Le général Bruhn n’a pas eu le loisir d’assister, impuissant et honteux, à la débâcle de sa 553e division d’infanterie. Vaincu et déshonoré, il est véhiculé par une Jeep qui le conduit entre Saverne et Singrist. Ses traits sont tirés mais peu à peu son visage se détend. En traversant Marmoutier, il esquisse même un sourire. L’officier qui l’accompagne lui en fait demander la raison par l’interprète.
— Je crains pour vous, répond le général, que vous ne commettiez une erreur de parcours. Sans doute connaissez-vous mal la région. Je vois que vous me conduisez vers Strasbourg.
— Soyez sans inquiétude, rétorque l’officier en embellissant le programme, nous venons aussi de prendre Strasbourg.
Bruhn ressombre dans son hébétude. Il n’a décidément pas encore compris. A Birkenwald, où il est conduit, Leclerc l’interroge en présence du Colmarien Alfred Betz, du 2e bureau de la division qui va lui servir d’interprète.
Bruhn énumère ses campagnes et ses six blessures. Il revient de Russie où il s’est difficilement sorti d’un encerclement en Crimée. Droit et ganté, le général vaincu est sanglé dans un long manteau de cuir alors que Leclerc porte son habituelle tenue de combat et ses guêtres anglaises qu’il ne quitte jamais.
— «Non, tout n’est pas encore perdu », prétend Bruhn qui pense à l’offensive de von Rundstedt dont il connaît le secret mais qu’il ne révélera qu’un peu plus tard aux Américains.
« Bruhn ne nous apprend rien sur sa division, car nous la connaissons mieux que lui, raconte Alfred Betz. Nous lui apprenons même qu’un de ses colonels qu’il croyait mort est également notre prisonnier. Nous n’avons aucune chambre pour le loger comme il conviendrait à son rang. Nous lui donnons des couvertures et l’enfermons sous l’escalier dans un réduit rempli de balais et de serpillières. Il y pénètre et se met à pleurer, avant même que la porte ne se referme sur lui. » — C’est la deuxième fois dans ma vie d’homme, avoue-t-il. » Leclerc, qui n’est pourtant guère expansif avec ses officiers, me prend alors par le bras et me dit : » — Et alors, Betz, vous êtes content? Demain nous allons à Strasbourg. » Heureux, je le suis, mais lui rayonne. Ce 22 novembre au soir, à Birkenwald, nous fêtons ce triomphal succès et par la même occasion son propre anniversaire. »

COMPLIMENTS AMÉRICAINS

Le même soir, le général Patch, commandant la VIIe armée américaine dont fait partie la 2e DB, lui décerne des louanges dans un ordre du jour vibrant d’enthousiasme et de fierté :
« Dépassant les deux divisions américaines, vous avez inauguré une série d’avances étincelantes qui vous ont menés en deux jours à plus de cin-quante kilomètres à travers des positions ennemies fortement défendues. Une de vos colonnes blindées, par une manœuvre brillante et d’une audace remarquable, a anéanti les principales organisations défensives ennemies à l’ouest de Phalsbourg, déroutant complètement les forces adverses qui-protégeaient le col d’Alsace, au nord. Au sud, vous plongiez avec une force irrésistible à travers les positions défensives vitales de l’ennemi ; protégeant les abords sud du col de Saverne, vous perciez les Vosges près de Dabo et débouchiez dans la plaine d’Alsace au sud de Saverne.
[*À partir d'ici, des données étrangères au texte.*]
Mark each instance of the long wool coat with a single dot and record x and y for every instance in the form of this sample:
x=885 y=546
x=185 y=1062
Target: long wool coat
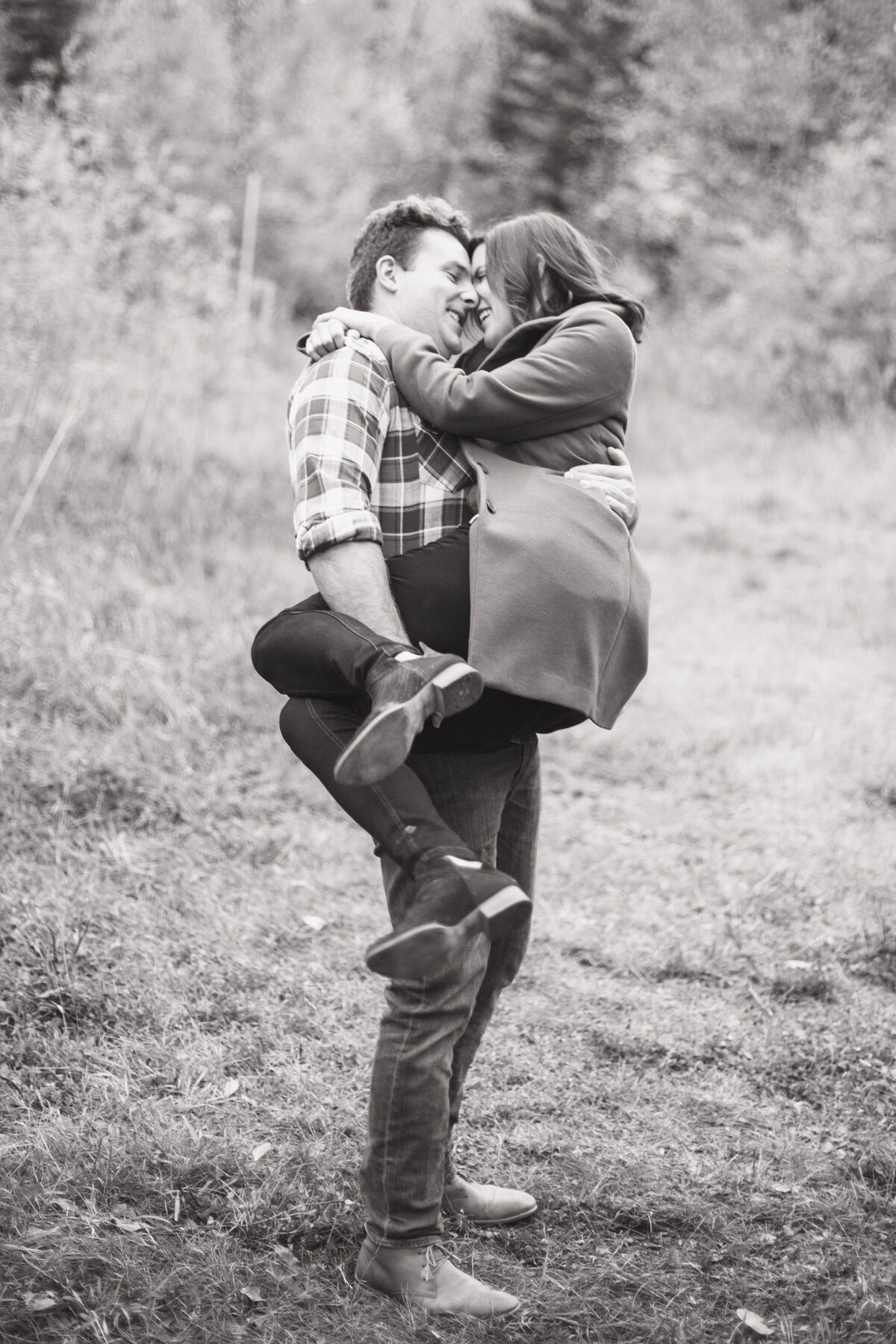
x=559 y=596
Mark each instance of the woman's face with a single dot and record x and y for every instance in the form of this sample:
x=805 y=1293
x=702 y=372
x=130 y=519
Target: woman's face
x=494 y=316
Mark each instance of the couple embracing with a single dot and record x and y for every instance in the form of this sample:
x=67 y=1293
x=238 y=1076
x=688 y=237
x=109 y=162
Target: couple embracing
x=464 y=504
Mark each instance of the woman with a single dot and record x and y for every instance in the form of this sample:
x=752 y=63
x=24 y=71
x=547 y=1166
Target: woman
x=553 y=383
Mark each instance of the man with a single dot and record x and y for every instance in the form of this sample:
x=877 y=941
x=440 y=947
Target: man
x=379 y=484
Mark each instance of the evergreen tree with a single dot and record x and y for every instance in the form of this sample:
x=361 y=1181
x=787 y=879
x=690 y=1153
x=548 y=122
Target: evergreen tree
x=33 y=40
x=566 y=80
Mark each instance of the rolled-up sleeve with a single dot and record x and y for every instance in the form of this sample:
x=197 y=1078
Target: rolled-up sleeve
x=336 y=429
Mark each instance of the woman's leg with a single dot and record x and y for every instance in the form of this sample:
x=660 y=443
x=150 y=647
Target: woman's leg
x=309 y=650
x=455 y=894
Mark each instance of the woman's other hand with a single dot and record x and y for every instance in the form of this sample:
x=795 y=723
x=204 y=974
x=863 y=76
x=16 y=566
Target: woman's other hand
x=615 y=480
x=332 y=329
x=327 y=335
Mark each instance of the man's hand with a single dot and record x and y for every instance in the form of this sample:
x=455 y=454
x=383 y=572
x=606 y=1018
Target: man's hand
x=617 y=483
x=332 y=329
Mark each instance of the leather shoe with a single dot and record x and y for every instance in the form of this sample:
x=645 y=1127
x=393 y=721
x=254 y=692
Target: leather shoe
x=487 y=1206
x=403 y=695
x=426 y=1277
x=454 y=900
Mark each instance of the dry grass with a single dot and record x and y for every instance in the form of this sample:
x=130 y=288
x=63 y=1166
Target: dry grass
x=695 y=1073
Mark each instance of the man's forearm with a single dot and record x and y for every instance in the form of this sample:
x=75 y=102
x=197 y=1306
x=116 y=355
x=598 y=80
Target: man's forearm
x=352 y=578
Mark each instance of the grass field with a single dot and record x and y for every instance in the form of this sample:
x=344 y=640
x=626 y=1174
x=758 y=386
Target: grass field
x=696 y=1070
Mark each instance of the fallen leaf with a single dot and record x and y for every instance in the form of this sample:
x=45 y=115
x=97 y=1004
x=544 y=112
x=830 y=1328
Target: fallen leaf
x=128 y=1225
x=40 y=1301
x=65 y=1204
x=38 y=1234
x=753 y=1322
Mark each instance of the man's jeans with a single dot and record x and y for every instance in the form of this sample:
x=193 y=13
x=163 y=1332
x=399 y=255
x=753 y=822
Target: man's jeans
x=433 y=1027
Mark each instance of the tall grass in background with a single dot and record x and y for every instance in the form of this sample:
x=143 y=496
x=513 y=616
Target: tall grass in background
x=120 y=304
x=160 y=534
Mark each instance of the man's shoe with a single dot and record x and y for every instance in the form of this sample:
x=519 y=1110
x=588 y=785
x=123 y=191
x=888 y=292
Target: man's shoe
x=455 y=900
x=403 y=697
x=426 y=1277
x=487 y=1206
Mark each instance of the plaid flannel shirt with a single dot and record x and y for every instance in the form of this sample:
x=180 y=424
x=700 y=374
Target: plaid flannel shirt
x=364 y=468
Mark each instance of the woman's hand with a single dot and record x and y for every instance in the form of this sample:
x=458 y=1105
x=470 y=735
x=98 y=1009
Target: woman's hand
x=615 y=480
x=332 y=329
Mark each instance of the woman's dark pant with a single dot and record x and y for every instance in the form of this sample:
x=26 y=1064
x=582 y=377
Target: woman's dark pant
x=320 y=659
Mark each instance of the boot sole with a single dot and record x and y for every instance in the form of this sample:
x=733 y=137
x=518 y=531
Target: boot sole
x=423 y=1304
x=383 y=742
x=417 y=953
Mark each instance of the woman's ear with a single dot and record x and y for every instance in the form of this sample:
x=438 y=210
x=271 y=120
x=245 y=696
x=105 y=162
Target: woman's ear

 La conséquence de toutes ces opérations fut la complète dissolution des forces ennemies qui protégeaient la trouée de Saverne.
 Les magnifiques résultats de cette attaque prouvent une mise sur pied remarquable et une connaissance parfaite de la tactique blindée. Ceci n’aurait jamais été possible sans l’art consommé de votre chef et l’entraînement et la discipline de la division tout entière.
C’est un honneur d’avoir sous mon commandement une division alliée composée de tels soldats. Je suis fier de vous avoir avec moi dans la lutte pour la libération de la France et la poursuite de l’ennemi. »

22 novembre encore. Un officier du 2e bureau du groupement Langlade s’arrête à Obersteigen et pénètre dans le restaurant Bellevue. C’est un Strasbourgeois. Il s’appelle Edgard Braun. La présence d’une cabine téléphonique frappe son regard. Une idée folle germe dans son esprit. Ce sera un trait de génie auquel des centaines de personnes devront la vie. « Ce serait une chance extraordinaire que l’appareil fonctionne », se dit-il. Il décroche le combiné. Une tonalité lui répond. Il fonctionne. A l’autre bout du fil, une voix interroge en allemand. C’est Rubiné, le directeur des postes de Wasselonne.
— Voilà, explique Braun en français. Les Allemands sont tournés. Nous sommes en Alsace. J’ai besoin de renseignements. Pouvez-vous me les fournir?
Rubiné, surpris, se montre récalcitrant. Braun reprend la question en alsacien. Son interlocuteur réfléchit et se décide enfin.
— D’accord, je suis à votre disposition. Braun apprend ainsi la position de toutes les petites unités allemandes dans les villages du secteur et, toujours grâce à Rubiné, il entre en contact avec tous les officiers qui commandent ces groupes armés.

En allemand cette fois. Il leur donne des ordres de la part de tel ou de tel officier supérieur déjà entre les mains des Français et dont il a les noms. Il parvient de la sorte à diriger les colonnes vers des carrefours où elles se font prendre dans des embuscades. — Ces unités auraient pu nous causer beaucoup de pertes et retarder notre marche, assure Braun. Grâce à ce subterfuge, nous capturons des centaines et des centaines de soldats sans tirer un coup de feu.

Aussi, dans la plaine d’Alsace, s’élargit peu à peu le cône d’avalanche de ce torrent de chars descendus du Dabo. Leclerc pourrait à ce moment lancer ses chars sur Strasbourg. C’est tentant d’arriver dans la ville le 22 novembre comme y sont entrés triomphalement les troupes françaises ce même jour de novembre en 1918, mais les réserves de carburant sont épuisées ou presque et les colonnes de ravitaillement passent difficilement sur les routes de montagne encombrées. Ce sera pour demain.